I am having trouble querying some data. The table I am trying to pull the data from is a LOG table, where I would like to see changes in the values next to each other (example below)
Table:
+-----------+----+-------------+----------+------------+ | UNIQUE_ID | ID | NAME | CITY | DATE | +-----------+----+-------------+----------+------------+ | xa220 | 1 | John Smith | Berlin | 2020.05.01 | | xa195 | 1 | John Smith | Berlin | 2020.03.01 | | xa111 | 1 | John Smith | München | 2020.01.01 | | xa106 | 2 | James Brown | Atlanta | 2018.04.04 | | xa100 | 2 | James Brown | Boston | 2017.12.10 | | xa76 | 3 | Emily Wolf | Shanghai | 2016.11.03 | | xa20 | 3 | Emily Wolf | Shanghai | 2016.07.03 | | xa15 | 3 | Emily Wolf | Tokyo | 2014.02.22 | | xa12 | 3 | Emily Wolf | null | 2014.02.22 | +-----------+----+-------------+----------+------------+
Desired outcome:
+----+-------------+----------+---------------+ | ID | NAME | CITY | PREVIOUS_CITY | +----+-------------+----------+---------------+ | 1 | John Smith | Berlin | München | | 2 | James Brown | Atlanta | Boston | | 3 | Emily Wolf | Shanghai | Tokyo | | 3 | Emily Wolf | Tokyo | null | +----+-------------+----------+---------------+
I have been trying to use FIRST and LAST values, however, cannot get the desired outcome.
select distinct id, name, city, first_value(city) over (partition by id order by city) as previous_city from test
Any help is appreciated!
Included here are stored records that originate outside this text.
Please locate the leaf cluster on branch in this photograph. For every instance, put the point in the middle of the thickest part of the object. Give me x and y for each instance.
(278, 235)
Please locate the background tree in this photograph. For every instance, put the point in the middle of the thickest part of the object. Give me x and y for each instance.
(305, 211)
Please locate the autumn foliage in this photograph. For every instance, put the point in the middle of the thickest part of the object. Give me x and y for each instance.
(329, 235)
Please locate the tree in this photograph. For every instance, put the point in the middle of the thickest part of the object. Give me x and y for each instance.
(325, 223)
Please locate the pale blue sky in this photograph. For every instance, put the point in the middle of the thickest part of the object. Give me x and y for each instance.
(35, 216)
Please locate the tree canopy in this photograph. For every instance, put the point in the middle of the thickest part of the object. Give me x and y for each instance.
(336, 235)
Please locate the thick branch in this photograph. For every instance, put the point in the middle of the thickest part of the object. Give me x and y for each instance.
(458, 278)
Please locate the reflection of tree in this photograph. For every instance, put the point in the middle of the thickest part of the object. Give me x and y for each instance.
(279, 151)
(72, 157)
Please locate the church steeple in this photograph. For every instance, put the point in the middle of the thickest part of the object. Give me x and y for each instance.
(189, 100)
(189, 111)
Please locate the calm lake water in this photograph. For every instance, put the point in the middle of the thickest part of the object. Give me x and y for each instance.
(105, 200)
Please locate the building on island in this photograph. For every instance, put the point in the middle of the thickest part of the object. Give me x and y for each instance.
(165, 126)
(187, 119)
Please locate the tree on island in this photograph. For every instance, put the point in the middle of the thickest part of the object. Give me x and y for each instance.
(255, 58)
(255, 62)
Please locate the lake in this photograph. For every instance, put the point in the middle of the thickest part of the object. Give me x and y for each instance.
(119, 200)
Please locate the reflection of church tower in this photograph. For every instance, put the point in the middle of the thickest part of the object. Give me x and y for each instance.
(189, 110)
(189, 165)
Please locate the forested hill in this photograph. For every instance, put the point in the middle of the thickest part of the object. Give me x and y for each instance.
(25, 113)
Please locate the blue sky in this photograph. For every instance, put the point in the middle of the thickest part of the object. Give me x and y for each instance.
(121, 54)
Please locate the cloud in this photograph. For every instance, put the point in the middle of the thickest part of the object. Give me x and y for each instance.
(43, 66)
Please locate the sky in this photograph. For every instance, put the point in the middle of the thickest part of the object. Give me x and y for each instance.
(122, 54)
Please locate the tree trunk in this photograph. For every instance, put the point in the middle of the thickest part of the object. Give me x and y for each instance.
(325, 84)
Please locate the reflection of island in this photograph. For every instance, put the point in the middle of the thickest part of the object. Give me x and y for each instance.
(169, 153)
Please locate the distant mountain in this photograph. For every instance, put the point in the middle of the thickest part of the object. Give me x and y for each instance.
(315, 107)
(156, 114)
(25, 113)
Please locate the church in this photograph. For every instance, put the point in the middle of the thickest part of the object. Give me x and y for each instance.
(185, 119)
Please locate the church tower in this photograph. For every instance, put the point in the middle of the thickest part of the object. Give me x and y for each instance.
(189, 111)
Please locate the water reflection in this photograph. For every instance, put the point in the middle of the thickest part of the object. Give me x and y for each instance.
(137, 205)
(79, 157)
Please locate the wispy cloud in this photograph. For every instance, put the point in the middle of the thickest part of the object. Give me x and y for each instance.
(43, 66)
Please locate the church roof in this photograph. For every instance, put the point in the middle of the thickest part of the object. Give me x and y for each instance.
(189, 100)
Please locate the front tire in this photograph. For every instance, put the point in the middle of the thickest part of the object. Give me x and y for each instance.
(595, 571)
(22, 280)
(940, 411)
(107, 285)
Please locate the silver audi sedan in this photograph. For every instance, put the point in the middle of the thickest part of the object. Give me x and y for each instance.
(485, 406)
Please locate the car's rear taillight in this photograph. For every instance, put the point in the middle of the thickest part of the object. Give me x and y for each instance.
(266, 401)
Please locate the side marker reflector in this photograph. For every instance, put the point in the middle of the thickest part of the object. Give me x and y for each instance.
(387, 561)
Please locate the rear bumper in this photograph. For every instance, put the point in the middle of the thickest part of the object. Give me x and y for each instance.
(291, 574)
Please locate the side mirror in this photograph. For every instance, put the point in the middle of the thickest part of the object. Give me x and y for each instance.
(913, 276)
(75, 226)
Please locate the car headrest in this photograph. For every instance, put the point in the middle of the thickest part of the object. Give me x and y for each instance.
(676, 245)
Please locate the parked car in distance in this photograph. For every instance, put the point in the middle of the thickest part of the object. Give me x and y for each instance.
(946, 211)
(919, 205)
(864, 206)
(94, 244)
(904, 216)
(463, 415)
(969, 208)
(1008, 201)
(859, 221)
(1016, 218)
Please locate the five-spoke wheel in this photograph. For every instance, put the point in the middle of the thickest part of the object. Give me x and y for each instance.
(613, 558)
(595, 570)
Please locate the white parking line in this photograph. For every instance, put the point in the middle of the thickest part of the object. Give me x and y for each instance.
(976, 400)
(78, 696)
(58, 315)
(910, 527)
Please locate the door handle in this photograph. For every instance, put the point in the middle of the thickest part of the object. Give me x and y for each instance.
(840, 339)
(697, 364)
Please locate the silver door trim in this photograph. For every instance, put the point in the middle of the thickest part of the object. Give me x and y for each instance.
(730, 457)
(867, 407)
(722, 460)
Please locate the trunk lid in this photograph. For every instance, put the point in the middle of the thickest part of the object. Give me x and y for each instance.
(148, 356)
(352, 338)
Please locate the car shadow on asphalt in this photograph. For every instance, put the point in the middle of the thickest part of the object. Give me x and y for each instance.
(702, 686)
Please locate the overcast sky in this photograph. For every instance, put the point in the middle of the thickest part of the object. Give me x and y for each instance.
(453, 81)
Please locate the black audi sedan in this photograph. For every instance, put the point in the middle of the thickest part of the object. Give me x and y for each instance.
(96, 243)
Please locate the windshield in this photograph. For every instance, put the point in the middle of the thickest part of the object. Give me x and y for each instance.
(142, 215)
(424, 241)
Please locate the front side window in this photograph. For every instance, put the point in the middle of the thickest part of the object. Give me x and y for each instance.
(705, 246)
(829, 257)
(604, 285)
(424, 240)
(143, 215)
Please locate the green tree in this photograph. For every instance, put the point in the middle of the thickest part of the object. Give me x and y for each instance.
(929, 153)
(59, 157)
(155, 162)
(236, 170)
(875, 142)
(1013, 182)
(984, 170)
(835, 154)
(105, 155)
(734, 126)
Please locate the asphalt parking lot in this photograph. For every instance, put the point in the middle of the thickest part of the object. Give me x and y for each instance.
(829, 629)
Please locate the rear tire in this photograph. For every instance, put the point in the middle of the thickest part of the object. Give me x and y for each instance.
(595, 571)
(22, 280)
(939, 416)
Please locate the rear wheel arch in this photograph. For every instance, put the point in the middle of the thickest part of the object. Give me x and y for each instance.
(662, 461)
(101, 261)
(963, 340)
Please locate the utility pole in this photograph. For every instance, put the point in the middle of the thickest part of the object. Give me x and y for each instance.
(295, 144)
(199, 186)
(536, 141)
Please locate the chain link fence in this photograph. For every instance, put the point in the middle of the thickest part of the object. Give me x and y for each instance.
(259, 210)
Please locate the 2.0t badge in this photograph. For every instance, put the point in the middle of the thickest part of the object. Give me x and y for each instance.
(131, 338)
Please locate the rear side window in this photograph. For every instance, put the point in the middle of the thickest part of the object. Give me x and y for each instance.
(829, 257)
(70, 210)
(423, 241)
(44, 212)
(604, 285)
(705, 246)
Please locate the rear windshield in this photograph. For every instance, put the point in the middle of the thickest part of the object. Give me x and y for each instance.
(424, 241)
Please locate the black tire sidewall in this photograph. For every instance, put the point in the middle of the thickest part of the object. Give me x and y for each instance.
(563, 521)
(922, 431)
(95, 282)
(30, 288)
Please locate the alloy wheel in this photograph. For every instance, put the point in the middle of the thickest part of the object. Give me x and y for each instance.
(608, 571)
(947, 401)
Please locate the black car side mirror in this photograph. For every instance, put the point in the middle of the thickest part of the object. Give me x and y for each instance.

Thank you!
Advertisement
Answer
Use the LAG
function to get the city for previous date and display only the rows where current city and the result of lag are different:
WITH cte AS ( SELECT t.*, LAG(CITY, 1, CITY) OVER (PARTITION BY ID ORDER BY "DATE") LAG_CITY FROM yourTable t ) SELECT ID, NAME, CITY, LAG_CITY AS PREVIOUS_CITY FROM cte WHERE CITY <> LAG_CITY OR CITY IS NULL AND LAG_CITY IS NOT NULL OR CITY IS NOT NULL AND LAG_CITY IS NULL ORDER BY ID, "DATE" DESC;
Some comments on how LAG
is being used and its values checked are warranted. We use the three parameter version of LAG
here. The second parameter means the number of records to look back, which in this case is 1 (the default). The third parameter means the default value to use should a given record per ID
partition be the first. In this case, we use the default as the same CITY
value. This means that the first record would never appear in the result set.
For the WHERE
clause above, a matching record is one for which the city and lag city are different, or for where one of the two be NULL
and the other not NULL
. This is the logic needed to treat a NULL
city and some not NULL
city value as being different.